Braun M Y, Lowin B, French L, Acha-Orbea H, Tschopp J
Ludwig Institute for Cancer Research, University of Lausanne, Epalinges, Switzerland.
J Exp Med. 1996 Feb 1;183(2):657-61. doi: 10.1084/jem.183.2.657.
Graft-versus-host disease (GVHD) is the main complication after allogeneic bone marrow transplantation. Although the tissue damage and subsequent patient mortality are clearly dependent on T lymphocytes present in the grafted inoculum, the lethal effector molecules are unknown. Here, we show that acute lethal GVHD, induced by the transfer of splenocytes from C57BL/6 mice into sensitive BALB/c recipients, is dependent on both perforin and Fas ligand (FasL)-mediated lytic pathways. When spleen cells from mutant mice lacking both effector molecules were transferred to sublethally irradiated allogeneic recipients, mice survived. Delayed mortality was observed with grafted cells deficient in only one lytic mediator. In contrast, protection from lethal acute GVHD in resistant mice was exclusively perforin dependent. Perforin-FasL-deficient T cells failed to lyse most target cells in vitro. However, they still efficiently killed tumor necrosis factor alpha-sensitive fibroblasts, demonstrating that cytotoxic T cells possess a third lytic pathway.

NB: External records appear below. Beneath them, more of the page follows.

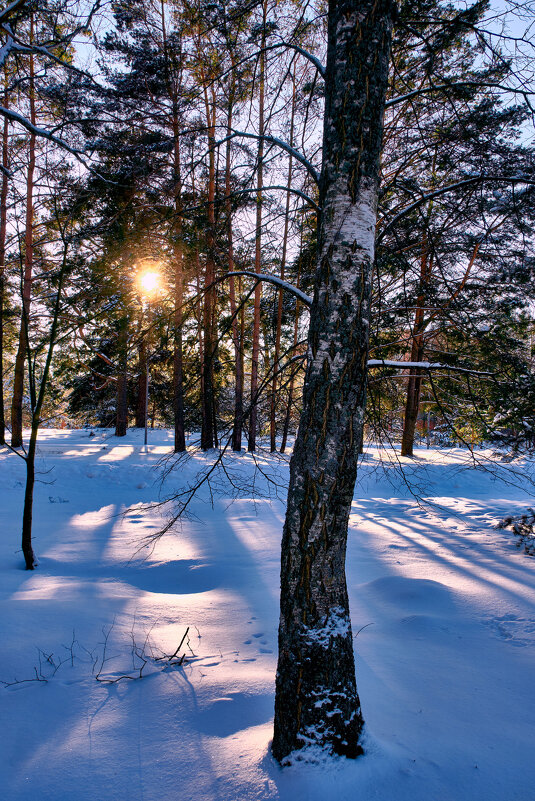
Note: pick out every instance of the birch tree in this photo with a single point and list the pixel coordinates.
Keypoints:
(317, 704)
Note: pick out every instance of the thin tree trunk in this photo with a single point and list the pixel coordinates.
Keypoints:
(237, 340)
(178, 366)
(141, 405)
(288, 414)
(316, 702)
(208, 437)
(273, 403)
(23, 346)
(37, 405)
(414, 385)
(253, 416)
(3, 232)
(121, 422)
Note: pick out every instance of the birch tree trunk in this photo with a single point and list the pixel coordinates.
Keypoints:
(253, 415)
(141, 401)
(3, 232)
(316, 703)
(121, 417)
(23, 346)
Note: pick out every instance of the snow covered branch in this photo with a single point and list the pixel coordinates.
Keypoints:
(471, 181)
(459, 84)
(274, 140)
(424, 366)
(273, 279)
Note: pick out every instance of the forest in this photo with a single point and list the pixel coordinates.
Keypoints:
(266, 269)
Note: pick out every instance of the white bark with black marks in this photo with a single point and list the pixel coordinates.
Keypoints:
(317, 704)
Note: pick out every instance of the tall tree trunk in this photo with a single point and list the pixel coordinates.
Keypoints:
(288, 414)
(141, 404)
(412, 405)
(208, 435)
(316, 702)
(237, 340)
(253, 416)
(172, 80)
(414, 385)
(273, 399)
(3, 232)
(22, 351)
(121, 421)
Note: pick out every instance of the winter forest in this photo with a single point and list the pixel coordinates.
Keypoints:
(267, 409)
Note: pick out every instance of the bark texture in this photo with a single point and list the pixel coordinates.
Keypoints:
(317, 703)
(22, 350)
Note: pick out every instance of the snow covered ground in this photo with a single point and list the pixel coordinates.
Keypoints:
(443, 604)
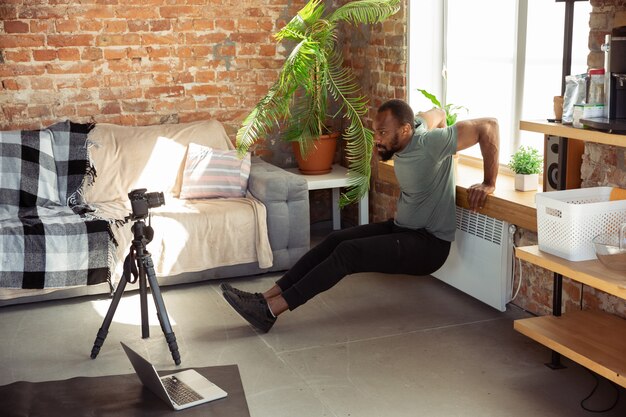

移植物抗宿主病(GVHD)是异基因骨髓移植后的主要并发症。尽管组织损伤及随后的患者死亡率明显取决于移植接种物中存在的T淋巴细胞,但致死效应分子尚不清楚。在此,我们表明,将C57BL/6小鼠的脾细胞转移至敏感的BALB/c受体所诱导的急性致死性GVHD,依赖于穿孔素和Fas配体(FasL)介导的溶解途径。当将缺乏这两种效应分子的突变小鼠的脾细胞转移至接受亚致死剂量照射的异基因受体时,小鼠存活。仅缺乏一种溶解介质的移植细胞会导致延迟死亡。相比之下,抗性小鼠免受致死性急性GVHD的保护仅依赖于穿孔素。缺乏穿孔素 - FasL的T细胞在体外无法裂解大多数靶细胞。然而,它们仍能有效杀死对肿瘤坏死因子α敏感的成纤维细胞,这表明细胞毒性T细胞拥有第三种溶解途径。